After crossing the aptly named Sunlight Basin, we followed the
course of a deep canyon-bound mountain river high into the Continental Divide.
There was a wire gate,
unmarked, at the side of the highway. We opened it, passed through and closed
it (opening and closing gates is what the person in the shotgun seat does in
the mountain west, and heaven help you if you forget to close a gate). After
passing through a small meadow at the lip of the canyon, the track disappeared
over the edge. We inched down it, younger sister at the wheel, Mogadishu in 1st
and in low range. The gradient was easily 30 degrees, and intended only for
four-wheel drive vehicles. This was what’s known as a “Jeep ranch”. After a bit, the track took a hairpin
bend in the other direction. There being no room to turn, we simply reversed
down the next leg of the track. This is how you got down into the canyon,
zig-zagging back and forth, forward, reverse, forward, reverse, always in the
lowest gear. I asked younger sister how one did this in winter, when I knew the
snows were ten feet deep and more. “This is a summer ranch” she said.
At the bottom of the
canyon finally, we crossed the river, a raging torrent at this time of year, on
a homemade iron bridge. The first thing we saw was Luke’s plane, a Pilatus
Porter. It’s a short-take-off-and-landing (STOL) craft, and the only plane that
could land in that canyon. Built like a bulldozer, with fat grippy tires and an
enormous engine, it could take off in its own length and land in a
hundred feet. Not pretty, not
fancy, but perfectly designed to get into this one ranch.
Beyond the plane was the
main ranch house (with a Landcruiser parked beside it). Luke collected wooden
cabins from all over the mountain west, transported them to his ranches
(usually this one) and rebuilt them, but this ranch house was different. In
front, in all its white Orthodox glory was a perfect replica of the Polish
Pavilion from the 1904 World Exposition in St Louis, with its onion domes and
hipped roof. This contained the ranch kitchen, the whole building.
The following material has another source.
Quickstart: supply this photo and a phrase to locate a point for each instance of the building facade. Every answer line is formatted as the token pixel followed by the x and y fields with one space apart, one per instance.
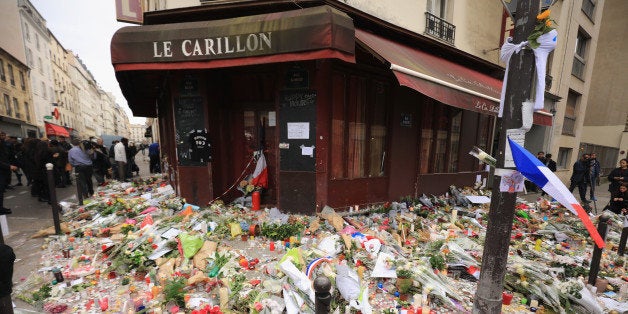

The rest of
the ranch house was a collection of pristinely restored log cabins joined
together and stretching back to the river bank, where there was a porch from
which you could engage in fly fishing in the mountain stream.
We had lunch, us
visitors, he and his wife and the new baby, the nanny, the ranch manager and
his wife and the pilot (who longed to be back in Switzerland). Luke told us of
offering to loan BP the only ship in the world large enough to store the oil
they had pumped up from the leak in the Gulf, a ship he happened to
own. BP turned down his offer. Later he stole BP’s chairman to run his own
company, and ended up leasing the ship to BP anyway for a fortune.
After lunch, we took off
to see his newest cabin. We (my wife and I) traveled pillion on Luke’s two
electric ATVs. Most of his ranch was inside the National Forest, where
motorized vehicles weren’t allowed, so this was a barely legal wheeze to get
around this restriction. The new cabin was, like all the others, rugged, rustic
and pristine, and it sat on the edge of the river. It had iron bars on the
windows and a thick wooden door from an antique beer fridge. “Grizzlies” said
Luke. Inside, Persian carpet on the rough wood floor, piles of art books, handmade furniture from ranch buildings and a huge four poster with a thick
down mattress, comforter and Navajo blanket. Roughing it in the mountain west.
For all his wealth and
influence, I had something Luke didn’t have. Cuban cigars. Montecristos. The
best. I gave him a pack, and his gratitude was genuine and enormous. It was
nice to know I could do something for a guy who had more money than God.